When I left Sonargaon, the Friday afternoon traffic had already thickened. The puffy, white clouds had thinned and turned light pink by then. Over the Kanchpur bridge, the air carried a mineral smell of exhaust from the sand trucks from Sitalakhya. I looked out the car window and could not get over how pale the old Brahmaputra and Sitalakhya have become from pollution, strangled by silt, water hyacinths, and the land grabbers, mimicking my mother's fading palm lines. More accurately, her clogged neural veins of vanishing memories.
***
August 1, 2016. Renia and Shaila returned after visiting their nanu. The evening airport traffic stalled and flooded their faces with red taillights. Renia fought her jetlag and leaned on me. I thought of Faraaz's parents and grandparents who must forever bear the soul-crushing pride that in his values, the noblest inheritance from his family and our delta, were the seeds of his and their unimaginable sacrifice. I thought of the loneliest desolation of the parents of the five young attackers who could neither grieve nor bury their children without shame or fear. Halfway through the long ride of only 4 miles, Renia fell asleep on my shoulder.
***
July 1, 2017. It has been a long year. I cannot imagine how the devastated families survived their year. Renia felt traumatised for over six months. My mother's dementia has worsened. In good days, she can gather only a few sentences from the shrinking circles of her world. The verses of the Koran she has been reciting for 73 years now escape her. The struggle shows in her tired nods, in her unsure frowns, even in her sad, blank stares. In my difficult days, I have often thought of Faraaz.

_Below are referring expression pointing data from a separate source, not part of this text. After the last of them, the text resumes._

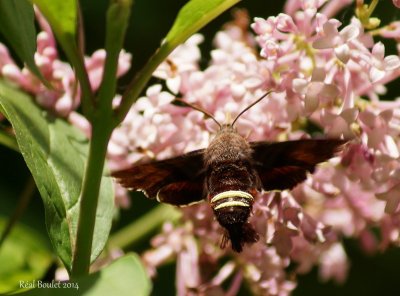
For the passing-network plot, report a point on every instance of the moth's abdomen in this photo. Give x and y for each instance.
(232, 189)
(231, 198)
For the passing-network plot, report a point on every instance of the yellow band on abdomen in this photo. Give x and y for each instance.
(231, 193)
(232, 203)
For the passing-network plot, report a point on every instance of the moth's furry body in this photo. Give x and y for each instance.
(232, 185)
(229, 174)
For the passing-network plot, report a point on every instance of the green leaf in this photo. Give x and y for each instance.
(17, 25)
(62, 16)
(195, 15)
(24, 256)
(55, 153)
(191, 18)
(124, 277)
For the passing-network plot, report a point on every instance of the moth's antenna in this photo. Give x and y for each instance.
(198, 108)
(251, 105)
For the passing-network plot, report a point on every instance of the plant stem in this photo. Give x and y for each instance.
(89, 198)
(132, 233)
(8, 140)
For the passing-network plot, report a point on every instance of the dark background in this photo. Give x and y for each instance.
(150, 21)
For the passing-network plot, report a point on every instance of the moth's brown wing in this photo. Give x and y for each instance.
(178, 181)
(283, 165)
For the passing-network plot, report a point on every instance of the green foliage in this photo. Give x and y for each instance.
(55, 153)
(17, 25)
(24, 257)
(66, 167)
(125, 276)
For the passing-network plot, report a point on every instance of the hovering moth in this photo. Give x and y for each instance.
(229, 174)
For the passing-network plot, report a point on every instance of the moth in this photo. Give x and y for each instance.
(229, 174)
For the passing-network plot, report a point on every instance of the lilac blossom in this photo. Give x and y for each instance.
(322, 73)
(318, 70)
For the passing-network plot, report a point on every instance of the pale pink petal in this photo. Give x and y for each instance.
(391, 63)
(343, 53)
(349, 32)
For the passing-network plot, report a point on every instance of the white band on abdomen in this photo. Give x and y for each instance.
(232, 203)
(231, 193)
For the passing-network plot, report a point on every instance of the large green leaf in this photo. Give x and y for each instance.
(124, 277)
(24, 256)
(195, 15)
(62, 16)
(55, 153)
(191, 18)
(17, 25)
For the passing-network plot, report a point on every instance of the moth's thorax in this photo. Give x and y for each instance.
(227, 145)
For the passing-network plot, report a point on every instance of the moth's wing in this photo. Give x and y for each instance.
(283, 165)
(178, 181)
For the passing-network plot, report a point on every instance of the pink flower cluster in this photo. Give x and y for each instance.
(323, 74)
(64, 97)
(326, 79)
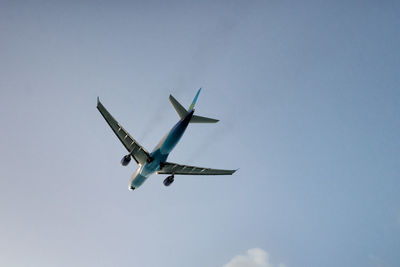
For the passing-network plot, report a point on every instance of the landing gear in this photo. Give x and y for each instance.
(125, 160)
(169, 180)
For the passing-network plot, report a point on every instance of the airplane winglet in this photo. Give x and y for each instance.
(194, 100)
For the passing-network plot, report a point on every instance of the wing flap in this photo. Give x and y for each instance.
(174, 168)
(134, 148)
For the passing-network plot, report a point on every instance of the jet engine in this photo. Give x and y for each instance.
(125, 160)
(169, 180)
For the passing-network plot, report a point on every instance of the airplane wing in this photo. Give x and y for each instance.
(139, 154)
(173, 168)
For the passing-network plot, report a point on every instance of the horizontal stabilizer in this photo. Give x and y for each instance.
(182, 112)
(200, 119)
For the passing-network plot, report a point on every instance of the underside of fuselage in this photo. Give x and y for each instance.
(160, 152)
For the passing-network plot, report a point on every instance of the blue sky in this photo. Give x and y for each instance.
(307, 94)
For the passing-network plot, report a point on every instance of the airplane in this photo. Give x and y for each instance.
(156, 161)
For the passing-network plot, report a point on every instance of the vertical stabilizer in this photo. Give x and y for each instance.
(182, 112)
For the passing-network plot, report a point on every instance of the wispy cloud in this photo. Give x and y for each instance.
(255, 257)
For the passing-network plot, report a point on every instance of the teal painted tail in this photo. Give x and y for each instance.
(182, 112)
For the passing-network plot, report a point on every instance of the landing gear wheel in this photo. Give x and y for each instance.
(169, 180)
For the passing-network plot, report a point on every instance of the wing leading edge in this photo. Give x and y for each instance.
(174, 168)
(134, 148)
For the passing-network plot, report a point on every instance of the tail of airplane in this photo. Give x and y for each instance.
(182, 112)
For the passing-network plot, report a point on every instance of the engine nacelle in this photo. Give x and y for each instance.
(169, 180)
(125, 160)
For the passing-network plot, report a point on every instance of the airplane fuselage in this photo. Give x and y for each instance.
(160, 153)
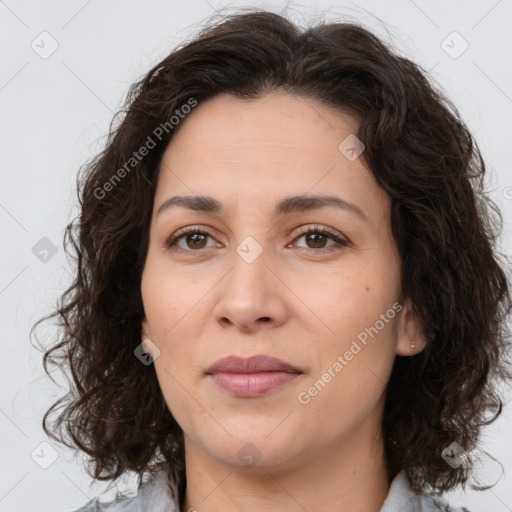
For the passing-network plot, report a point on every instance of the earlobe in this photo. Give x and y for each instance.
(411, 340)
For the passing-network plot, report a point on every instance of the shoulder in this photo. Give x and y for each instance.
(442, 506)
(124, 504)
(155, 496)
(401, 497)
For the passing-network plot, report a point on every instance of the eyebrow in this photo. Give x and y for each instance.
(285, 206)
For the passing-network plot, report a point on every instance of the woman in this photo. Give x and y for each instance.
(287, 293)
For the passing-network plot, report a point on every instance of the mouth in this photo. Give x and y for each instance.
(251, 377)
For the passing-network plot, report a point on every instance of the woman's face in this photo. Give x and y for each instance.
(252, 283)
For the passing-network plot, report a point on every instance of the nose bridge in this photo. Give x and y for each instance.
(248, 293)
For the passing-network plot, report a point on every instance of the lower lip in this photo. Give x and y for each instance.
(251, 384)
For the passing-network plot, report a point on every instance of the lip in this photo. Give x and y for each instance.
(251, 377)
(254, 364)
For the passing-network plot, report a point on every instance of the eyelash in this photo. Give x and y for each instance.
(304, 231)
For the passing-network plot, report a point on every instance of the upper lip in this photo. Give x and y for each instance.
(254, 364)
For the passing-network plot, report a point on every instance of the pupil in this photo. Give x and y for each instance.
(317, 235)
(197, 235)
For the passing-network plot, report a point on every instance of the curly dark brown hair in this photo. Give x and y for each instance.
(445, 226)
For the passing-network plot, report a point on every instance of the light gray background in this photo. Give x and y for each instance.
(55, 112)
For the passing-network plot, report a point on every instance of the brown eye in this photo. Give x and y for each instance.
(194, 238)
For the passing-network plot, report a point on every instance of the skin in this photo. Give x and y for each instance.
(301, 306)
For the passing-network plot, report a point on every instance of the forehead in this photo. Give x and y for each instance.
(271, 147)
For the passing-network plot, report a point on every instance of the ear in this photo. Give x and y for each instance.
(409, 332)
(144, 332)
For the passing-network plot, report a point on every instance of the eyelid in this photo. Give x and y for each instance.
(339, 239)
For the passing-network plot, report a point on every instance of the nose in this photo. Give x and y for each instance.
(251, 296)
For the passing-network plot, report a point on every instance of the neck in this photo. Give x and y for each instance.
(352, 477)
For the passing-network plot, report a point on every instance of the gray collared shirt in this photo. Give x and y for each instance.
(156, 497)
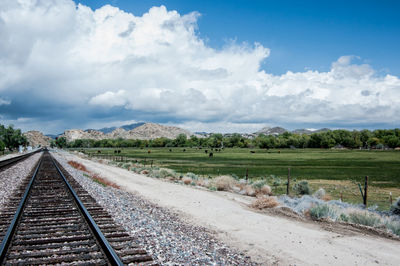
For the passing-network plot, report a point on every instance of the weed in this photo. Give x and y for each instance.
(235, 176)
(264, 203)
(187, 180)
(323, 211)
(365, 218)
(192, 176)
(77, 165)
(395, 208)
(320, 193)
(393, 226)
(343, 217)
(223, 183)
(302, 188)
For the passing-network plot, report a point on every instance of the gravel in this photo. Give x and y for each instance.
(11, 178)
(160, 231)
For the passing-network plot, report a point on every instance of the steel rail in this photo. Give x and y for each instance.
(108, 250)
(11, 229)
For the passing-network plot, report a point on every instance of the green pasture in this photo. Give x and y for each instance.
(382, 167)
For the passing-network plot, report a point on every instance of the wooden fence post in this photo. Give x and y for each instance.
(288, 184)
(365, 191)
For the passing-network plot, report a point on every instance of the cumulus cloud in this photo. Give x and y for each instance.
(4, 102)
(155, 67)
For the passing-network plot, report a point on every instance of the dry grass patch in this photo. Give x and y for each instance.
(223, 183)
(265, 203)
(78, 166)
(103, 181)
(187, 180)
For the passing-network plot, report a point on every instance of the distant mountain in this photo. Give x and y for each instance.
(271, 131)
(36, 138)
(107, 130)
(52, 136)
(309, 131)
(145, 131)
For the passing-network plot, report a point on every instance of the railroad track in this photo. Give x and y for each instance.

For many, Faraaz collapsed the potential contradictions between religion and humanity, becoming our young river of solace after the earthquake. He represented the ultimate inheritance of our composite past, the best that we can imagine about ourselves. In so many ways, as a quiet hero, he supplemented our faith, our dreams, and our imagination to remind us that our syncretic diversity is our salvation.
For me, during this long year, Faraaz lightened my soul with his departing gift: the courage I long lacked to tell Renia that, not despite but precisely because of her hybrid heritage, she belongs to Bangladesh, as does a monsoon raindrop to the old Brahmaputra.
Faisal Ahmed is Chief Economist, Bangladesh Bank.